Single by A. R. Rahman
- Released: 2020

= Hum Haar Nahi Maanenge =

2020 charity single

"Hum Haar Nahi Maanenge" is a charity single by A. R. Rahman and Prasoon Joshi in association with HDFC Bank, released in 2020 during the ongoing coronavirus pandemic. Hum Haar Nahi Maanenge is a song of unity, faith and resolution to fight against coronavirus pandemic. This song is an initiative of HDFC Bank to urge people to actively participate in the coronavirus donation drive to support the hugely impacted poor and migrant workers. For every share of this video, HDFC Bank will donate ₹500 to the PM - Cares Fund. At the same time, it pays tribute to the never-give-up attitude of frontline workers such as doctors, police officers, nurses, people feeding stray animal and every individual helping to curb the impact of COVID-19 by putting their life at risk.

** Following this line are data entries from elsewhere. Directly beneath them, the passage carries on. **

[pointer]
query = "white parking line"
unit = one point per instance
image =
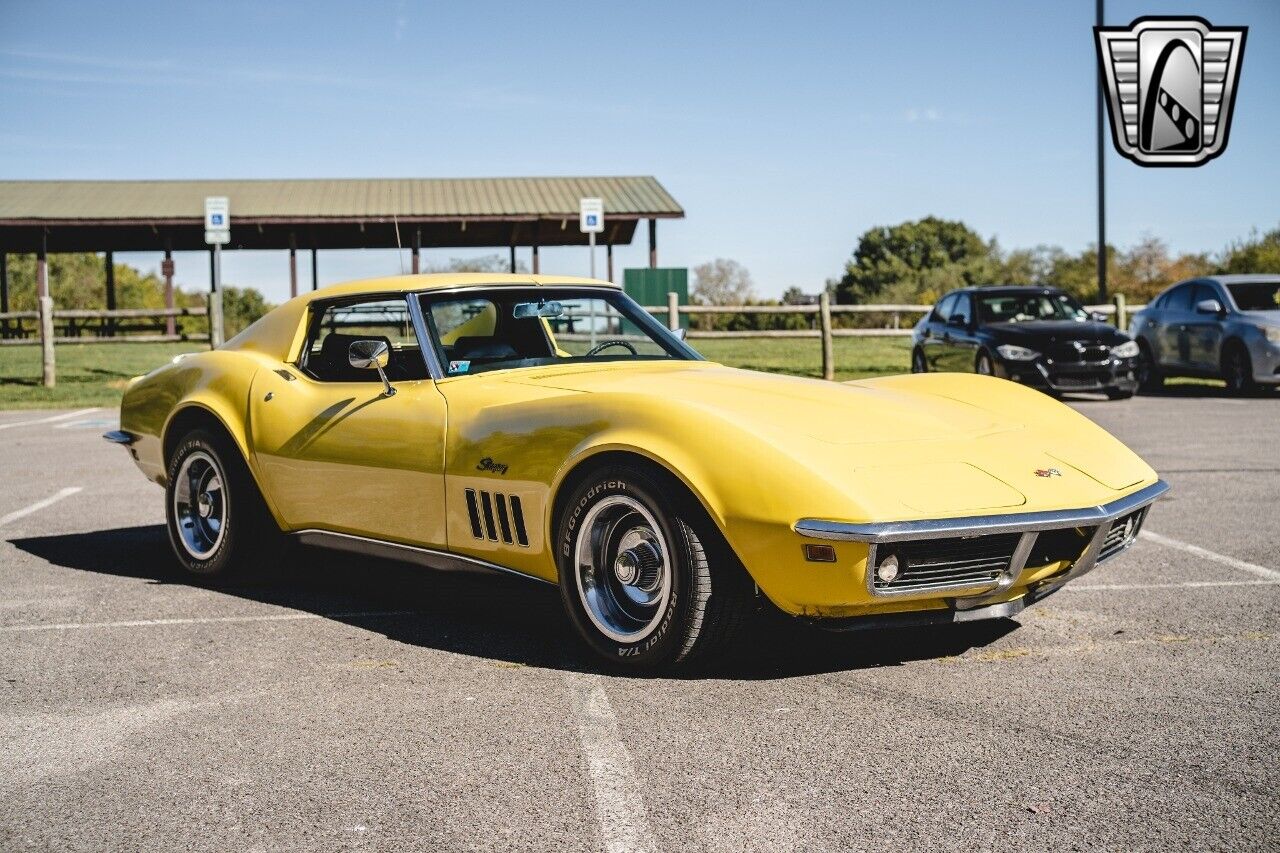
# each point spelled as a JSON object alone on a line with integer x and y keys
{"x": 1205, "y": 553}
{"x": 618, "y": 804}
{"x": 204, "y": 620}
{"x": 1183, "y": 584}
{"x": 48, "y": 420}
{"x": 39, "y": 505}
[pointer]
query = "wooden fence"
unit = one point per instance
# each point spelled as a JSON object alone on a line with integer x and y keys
{"x": 86, "y": 325}
{"x": 826, "y": 331}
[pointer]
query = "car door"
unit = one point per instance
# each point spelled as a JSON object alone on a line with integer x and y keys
{"x": 960, "y": 341}
{"x": 932, "y": 345}
{"x": 1173, "y": 334}
{"x": 1206, "y": 328}
{"x": 333, "y": 450}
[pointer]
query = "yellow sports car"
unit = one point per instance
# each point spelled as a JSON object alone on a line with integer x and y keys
{"x": 552, "y": 428}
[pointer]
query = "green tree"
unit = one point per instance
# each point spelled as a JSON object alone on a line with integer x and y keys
{"x": 917, "y": 261}
{"x": 1253, "y": 255}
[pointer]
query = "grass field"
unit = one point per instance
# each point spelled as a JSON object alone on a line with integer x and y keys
{"x": 94, "y": 374}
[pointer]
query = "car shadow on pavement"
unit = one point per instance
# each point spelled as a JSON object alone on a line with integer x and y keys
{"x": 498, "y": 617}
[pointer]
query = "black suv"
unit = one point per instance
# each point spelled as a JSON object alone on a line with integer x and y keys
{"x": 1038, "y": 336}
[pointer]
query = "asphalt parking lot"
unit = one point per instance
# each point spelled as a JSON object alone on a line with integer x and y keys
{"x": 371, "y": 706}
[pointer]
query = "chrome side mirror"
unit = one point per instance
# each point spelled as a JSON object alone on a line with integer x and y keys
{"x": 371, "y": 355}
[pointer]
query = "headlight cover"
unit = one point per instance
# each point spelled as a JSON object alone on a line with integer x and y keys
{"x": 1016, "y": 354}
{"x": 1127, "y": 350}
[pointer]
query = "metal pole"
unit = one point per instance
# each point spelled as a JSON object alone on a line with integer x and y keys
{"x": 293, "y": 265}
{"x": 215, "y": 300}
{"x": 828, "y": 355}
{"x": 109, "y": 261}
{"x": 1102, "y": 190}
{"x": 45, "y": 308}
{"x": 170, "y": 325}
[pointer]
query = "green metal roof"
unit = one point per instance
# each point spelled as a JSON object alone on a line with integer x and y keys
{"x": 406, "y": 199}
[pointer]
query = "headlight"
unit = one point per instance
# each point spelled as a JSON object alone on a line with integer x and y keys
{"x": 1016, "y": 354}
{"x": 1127, "y": 350}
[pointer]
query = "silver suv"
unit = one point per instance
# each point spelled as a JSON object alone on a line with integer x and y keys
{"x": 1223, "y": 327}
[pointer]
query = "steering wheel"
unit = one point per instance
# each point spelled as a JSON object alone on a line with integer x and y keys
{"x": 606, "y": 345}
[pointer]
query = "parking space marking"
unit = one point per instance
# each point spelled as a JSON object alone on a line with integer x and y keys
{"x": 53, "y": 419}
{"x": 39, "y": 505}
{"x": 1205, "y": 553}
{"x": 205, "y": 620}
{"x": 618, "y": 803}
{"x": 1187, "y": 584}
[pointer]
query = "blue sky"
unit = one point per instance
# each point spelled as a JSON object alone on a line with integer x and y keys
{"x": 785, "y": 129}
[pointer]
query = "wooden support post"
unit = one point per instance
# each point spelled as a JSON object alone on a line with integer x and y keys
{"x": 45, "y": 310}
{"x": 109, "y": 263}
{"x": 828, "y": 354}
{"x": 170, "y": 325}
{"x": 4, "y": 292}
{"x": 293, "y": 265}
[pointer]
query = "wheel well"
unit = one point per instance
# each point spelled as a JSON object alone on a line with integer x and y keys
{"x": 627, "y": 459}
{"x": 188, "y": 419}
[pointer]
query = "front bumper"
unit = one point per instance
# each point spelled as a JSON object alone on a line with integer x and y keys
{"x": 1078, "y": 539}
{"x": 1265, "y": 359}
{"x": 1073, "y": 375}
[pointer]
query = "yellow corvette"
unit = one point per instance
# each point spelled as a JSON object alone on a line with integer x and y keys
{"x": 552, "y": 428}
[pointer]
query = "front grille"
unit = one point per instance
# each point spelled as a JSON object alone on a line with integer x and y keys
{"x": 493, "y": 515}
{"x": 1121, "y": 534}
{"x": 932, "y": 564}
{"x": 1070, "y": 354}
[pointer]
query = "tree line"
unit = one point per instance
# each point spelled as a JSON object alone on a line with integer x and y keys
{"x": 914, "y": 263}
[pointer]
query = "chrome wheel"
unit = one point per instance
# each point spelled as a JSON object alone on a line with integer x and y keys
{"x": 200, "y": 505}
{"x": 622, "y": 569}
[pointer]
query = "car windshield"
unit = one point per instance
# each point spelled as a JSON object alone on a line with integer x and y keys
{"x": 502, "y": 328}
{"x": 1024, "y": 308}
{"x": 1256, "y": 296}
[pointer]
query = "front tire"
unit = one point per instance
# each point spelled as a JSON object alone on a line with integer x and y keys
{"x": 219, "y": 525}
{"x": 1238, "y": 369}
{"x": 644, "y": 575}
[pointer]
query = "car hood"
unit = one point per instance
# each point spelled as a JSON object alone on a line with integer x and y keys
{"x": 1056, "y": 332}
{"x": 904, "y": 451}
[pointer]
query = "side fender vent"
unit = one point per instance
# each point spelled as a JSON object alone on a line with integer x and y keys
{"x": 494, "y": 515}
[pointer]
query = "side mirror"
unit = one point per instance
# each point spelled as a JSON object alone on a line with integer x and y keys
{"x": 371, "y": 355}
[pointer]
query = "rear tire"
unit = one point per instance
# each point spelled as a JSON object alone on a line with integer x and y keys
{"x": 644, "y": 574}
{"x": 1238, "y": 369}
{"x": 219, "y": 525}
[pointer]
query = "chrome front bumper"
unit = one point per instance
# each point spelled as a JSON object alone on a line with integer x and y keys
{"x": 968, "y": 594}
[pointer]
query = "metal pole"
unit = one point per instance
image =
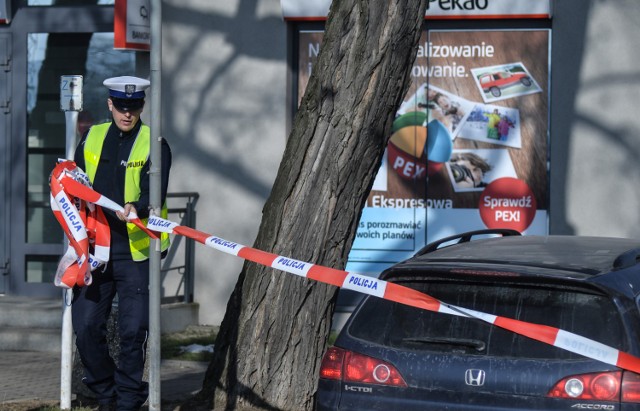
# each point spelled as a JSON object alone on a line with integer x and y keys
{"x": 155, "y": 197}
{"x": 66, "y": 352}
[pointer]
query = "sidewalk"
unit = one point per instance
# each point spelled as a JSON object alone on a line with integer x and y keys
{"x": 26, "y": 375}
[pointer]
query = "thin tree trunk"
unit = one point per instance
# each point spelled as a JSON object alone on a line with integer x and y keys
{"x": 274, "y": 332}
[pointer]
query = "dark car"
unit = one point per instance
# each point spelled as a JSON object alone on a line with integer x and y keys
{"x": 392, "y": 356}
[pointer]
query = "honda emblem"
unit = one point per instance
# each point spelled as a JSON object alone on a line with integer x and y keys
{"x": 474, "y": 377}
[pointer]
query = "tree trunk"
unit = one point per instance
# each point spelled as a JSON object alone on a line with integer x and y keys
{"x": 274, "y": 332}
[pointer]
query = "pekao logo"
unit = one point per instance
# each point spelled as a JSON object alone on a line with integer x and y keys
{"x": 459, "y": 4}
{"x": 474, "y": 377}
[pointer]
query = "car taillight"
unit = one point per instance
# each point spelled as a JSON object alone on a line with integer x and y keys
{"x": 630, "y": 387}
{"x": 331, "y": 366}
{"x": 339, "y": 364}
{"x": 603, "y": 386}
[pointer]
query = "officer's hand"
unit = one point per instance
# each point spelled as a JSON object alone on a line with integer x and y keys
{"x": 128, "y": 208}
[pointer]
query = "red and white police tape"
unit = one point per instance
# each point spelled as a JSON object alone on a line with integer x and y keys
{"x": 77, "y": 207}
{"x": 367, "y": 285}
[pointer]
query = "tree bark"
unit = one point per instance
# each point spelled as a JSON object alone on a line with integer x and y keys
{"x": 268, "y": 350}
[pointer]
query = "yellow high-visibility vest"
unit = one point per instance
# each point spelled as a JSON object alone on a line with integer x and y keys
{"x": 139, "y": 241}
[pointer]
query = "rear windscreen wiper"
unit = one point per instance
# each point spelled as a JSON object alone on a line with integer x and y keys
{"x": 478, "y": 345}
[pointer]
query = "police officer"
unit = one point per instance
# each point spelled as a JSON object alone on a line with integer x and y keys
{"x": 115, "y": 156}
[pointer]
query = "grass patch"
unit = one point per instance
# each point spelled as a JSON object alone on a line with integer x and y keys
{"x": 172, "y": 345}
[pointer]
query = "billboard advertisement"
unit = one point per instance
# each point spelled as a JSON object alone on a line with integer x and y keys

The COVID-19 pandemic has resulted in the rise of unemployment due to the adverse impact of coronavirus lockdown on every business, right from the food and beverage industry to finance sector providing a personal loan or car loan. Thereby arising a sense of uncertainty in everyone's mind, and thus Hum Haar Nahi Maanenge comes as a morale booster providing the ray of hope. The song's vocal is by A.R. Rahman, Clinton Cerejo, Mohit Chauhan, Mika Singh, Harshdeep Kaur, Jonita Gandhi, Neeti Mohan, Javed Ali, Sid Sriram, Shruti Haasan, Shashaa Tirupati, Khatija Rahman and Abhay Jodhpurkar.